By Luis Torres, Freelance Journalist, Special to the Latino Journal
|Dr. Rudolfo Acuña, Professor|
The event, which caps a week-long conference at the Westin Pasadena Hotel organized by the National Association for Chicana and Chicano Studies, is being presented by a volunteer, nonprofit group known as the Los Angeles Committee to Support Ethnic Studies.
The event, being held Saturday, April 2 at 6:30 pm, is open to the public.
Speakers will present an overview of what supporters of ethnic studies call the attack on ethnic studies in the state of Arizona. A law went into effect in January that essentially bans the teaching of ethnic studies in Arizona, including Chicano Studies. A group of parents, teachers and students in Tucson has challenged that law by filing a lawsuit. The event at the conclusion of the conference at the Westin Pasadena is aimed at supporting the citizens of Tucson who are challenging that law.
Tucson civil rights attorney Richard Martinez, who is representing the plaintiffs in the lawsuit which is intended to preserve ethnic studies, says he is grateful for the support that California Latinos are demonstrating. “This is something that transcends Tucson and the state of Arizona, it ultimately affects all Latinos,” said Martinez. “We in Arizona are pleased that California Latinos are beginning to show such support for the effort to ensure justice for the Latino community in Arizona.”
The law essentially banning ethnic studies comes on the heels of Arizona’s controversial law (SB 1070) that allows local law enforcement to demand proof of legal residency from individuals. Critics of that law claim it opens the door to “racial profiling.” A federal court judge has put a temporary hold on many of the provisions of that law. The issue may end up in the United States Supreme Court.
Arizona governor Jan Brewer has said publicly that the law does not encourage racial profiling: “When I signed the bill I said SB 1070 represents another tool for our state to use as we work to address a crisis we did not create and that the federal government has actively refused to fix. The law protects us all, every Arizona citizen and everyone here in our state legally.”
The event Saturday will feature speakers who will explain the background and context of the status of ethnic studies in Arizona. There will be a presentation by Richard Montoya of the acclaimed satirical acting troupe Culture Clash. It will be hosted by educator Felicia Montes and Gustavo Arrellano who writes the newspaper column “Ask a Mexican.” Entertainment will be provided by the Mexican folkloric group Las Cafeteras.
One of the organizers of the event, veteran Cal State Northridge Chicano Studies professor Rodolfo Acuña, said the event, among other things, is intended to dispel misconceptions about the purpose of ethnic studies.

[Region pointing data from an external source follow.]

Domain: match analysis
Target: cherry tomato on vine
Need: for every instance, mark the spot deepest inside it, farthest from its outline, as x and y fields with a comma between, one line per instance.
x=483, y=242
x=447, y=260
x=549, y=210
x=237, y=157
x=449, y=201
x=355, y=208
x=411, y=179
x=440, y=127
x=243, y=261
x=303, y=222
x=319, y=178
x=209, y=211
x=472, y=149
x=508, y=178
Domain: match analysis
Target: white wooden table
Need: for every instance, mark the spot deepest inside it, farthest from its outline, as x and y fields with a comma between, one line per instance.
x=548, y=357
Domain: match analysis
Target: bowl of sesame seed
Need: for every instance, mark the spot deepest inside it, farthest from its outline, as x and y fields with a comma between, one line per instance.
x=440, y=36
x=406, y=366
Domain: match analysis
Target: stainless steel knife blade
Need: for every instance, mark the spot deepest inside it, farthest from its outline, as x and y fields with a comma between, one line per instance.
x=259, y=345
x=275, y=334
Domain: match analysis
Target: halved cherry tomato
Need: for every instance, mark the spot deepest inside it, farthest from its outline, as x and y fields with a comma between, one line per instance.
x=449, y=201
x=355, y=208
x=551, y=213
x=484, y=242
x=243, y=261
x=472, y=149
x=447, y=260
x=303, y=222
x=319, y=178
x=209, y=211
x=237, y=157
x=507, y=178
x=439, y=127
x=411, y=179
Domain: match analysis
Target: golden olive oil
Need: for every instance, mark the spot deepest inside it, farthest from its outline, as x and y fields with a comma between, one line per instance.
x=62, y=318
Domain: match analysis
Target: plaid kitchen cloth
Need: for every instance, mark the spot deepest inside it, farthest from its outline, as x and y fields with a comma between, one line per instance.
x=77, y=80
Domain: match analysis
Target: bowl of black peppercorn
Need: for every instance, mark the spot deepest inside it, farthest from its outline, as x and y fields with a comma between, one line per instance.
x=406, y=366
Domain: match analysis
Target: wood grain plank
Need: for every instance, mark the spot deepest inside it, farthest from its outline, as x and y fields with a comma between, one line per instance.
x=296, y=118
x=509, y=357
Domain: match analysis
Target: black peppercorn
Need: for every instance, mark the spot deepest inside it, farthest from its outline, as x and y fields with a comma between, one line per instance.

“The event at the Westin Pasadena Hotel will provide an opportunity for the community at large to learn about the importance of supporting ethnic studies in our universities and public schools,” said Acuña.
He added, “Ethnic studies is not about isolating students, but about having all students explore the full cultural and historical diversity that is woven into the broad fabric of the overall American experience, and that’s clearly to the benefit of all of us in this country.”
Acuña said ethnic studies have helped minority students achieve academically. “Chicano Studies, or La Raza Studies as they are called in Tucson, were established precisely because the schools were and are failing. They evolved around identity which cried out to be repaired, that cried out to be respected and now ethnic studies are under attack,” he said.
“Recent events in Arizona threaten what generations of Chicanos have fought so hard to achieve,” said Acuña.
The attorney general of Arizona, who was state superintendent of schools when the law was passed, disagrees with Acuña. Tom Horne has said publicly that the law curbing ethnic studies is necessary, claiming ethnic studies is divisive: “It is dividing kids by race. They are teaching a radical ideology, including that Arizona and other states were stolen from Mexico.”
The National Association for Chicana and Chicano Studies was established in 1972. It is the academic organization that serves academic programs, departments and research centers that focus on issues pertaining to Mexican Americans, Chicanos and Latinos. The association’s annual conference allows for the presentation of scholarly papers and presentations furthering the discipline as well as examination of issues relevant to the Chicano community.